You can use names(sample_data(testps))
again to see what is available and
str(sample_data(testps))
to see whether a column contains numerical or
categorical data.
Note: This is still the setup for the "independent" or "predictor" variables. The "dependent", "response" or "target" variable will be specified afterwards.
Let's pick two numerical columns, the amount of phosphorus measured after
extracting the sediment with 0.5 M HCl and the total organic carbon. There is
also a factor column telling us which samples where taken on which cruise and
another specifying in which sequencing run it was sequenced. The function
automatically merges these columns to each data frame in our list of community
tables. We can check this using sapply
desired_sample_data <- c("TOC", "P_percent", "Munition_near", "Run") subset_list_extra <- add_sample_data(phyloseq_object = testps, community_tables = subset_list_df, sample_data_names = desired_sample_data) sapply(subset_list_extra[1:2], names)
Note: A very important issue to consider are underlying patterns in your provided data that you are not aware of. Just assume all samples that contained the explosive where (maybe on accident) sampled in winter time and in summer time you we only collected samples free of explosives. The ML algorithm would just need to figure out if it looks at a summer or winter community (or as a more drastic example, communities from oxic or anoxic sediments) to correctly predict the presence of explosives. There are still explosives in winter times, though, and what the ML used has nothing to do with the influence of explosives on microorganisms. Just remember: ML looks for correlations, there is nothing about causality to be made from ML.

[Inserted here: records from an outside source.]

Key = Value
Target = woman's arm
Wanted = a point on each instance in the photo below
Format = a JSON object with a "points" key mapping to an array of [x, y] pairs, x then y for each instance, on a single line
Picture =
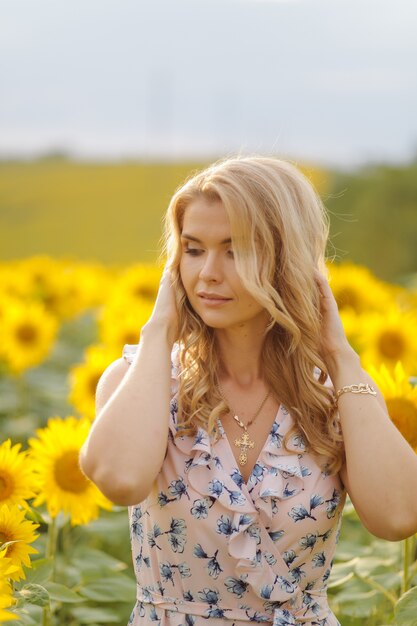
{"points": [[126, 446], [380, 473]]}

If you e.g. add from which campaign a sample stems the ML could learn which cruises correlate with explosives positive samples (or with winter or summer season), which again is not bad for the prediction quality, but it is not related to the sample properties such as geological parameters or microbial composition at all. THe same is true for the sequencing run information. Variable importance in Random Forest allows to check which variable was important for a given classification or regression.
From Forbes: "Putting this all together, the ease with which modern machine learning pipelines can transform a pile of data into a predictive model without requiring an understanding of statistics or even programming has been a key driving force in its rapid expansion into industry. At the same time, it has eroded the distinction between correlation and causation as the new generation of data scientists building and deploying these models conflate their predictive prowess with explanatory power."
Now it is getting interesting. Let us choose the variables from the
sample_data()
slot we want to predict. As mentioned above, only pick those
where you want to apply the same prediction conditions. Here we want to start
with binary classification with the explosives sum categorized into classes "absent",
and "present" referring to their concentration in sediment expressed in
pmol/g (yes, that is not much!). We use a function to get the column from the
phyloseq object we used in the beginning and then another function to cut the
values into intervals. The labels become the factor levels. -Inf
and Inf
make sure that we include all values and obviously, you need as many labels as
intervals are generated.
# get response variables desired_response_vars <- c("UXO_sum") # sum of explosives measured response_variables <- extract_response_variable( response_variables = desired_response_vars, phyloseq_object = testps) # cut response numeric values into 2 classes responses_binary <- categorize_response_variable( ML_mode = "classification", response_data = response_variables, my_breaks = c(-Inf, 20, Inf), class_labels = c("below_20", "above_20")) head(responses_binary, 10)
Note: For regression, you either skip this step and use the "response_variables" as input to the next function below, or in a fixed workflow script, you choose "regression" as mentioned above and it returns the altered list. This step does not add anything to the list item names, so you can safely skip it. The other functions detect for themselves if classification or regression is the goal based on the type of response column (factor or numeric).
Now we can add these response columns to our predictor tables. As we will only predict one response at a time, each response variable will be merged with each input table.
merged_input_binary <- merge_input_response(subset_list_extra, responses_binary) # check if number of list items fits combination of input list and response vars length(merged_input_binary) == length(subset_list_extra) * ncol(responses_binary)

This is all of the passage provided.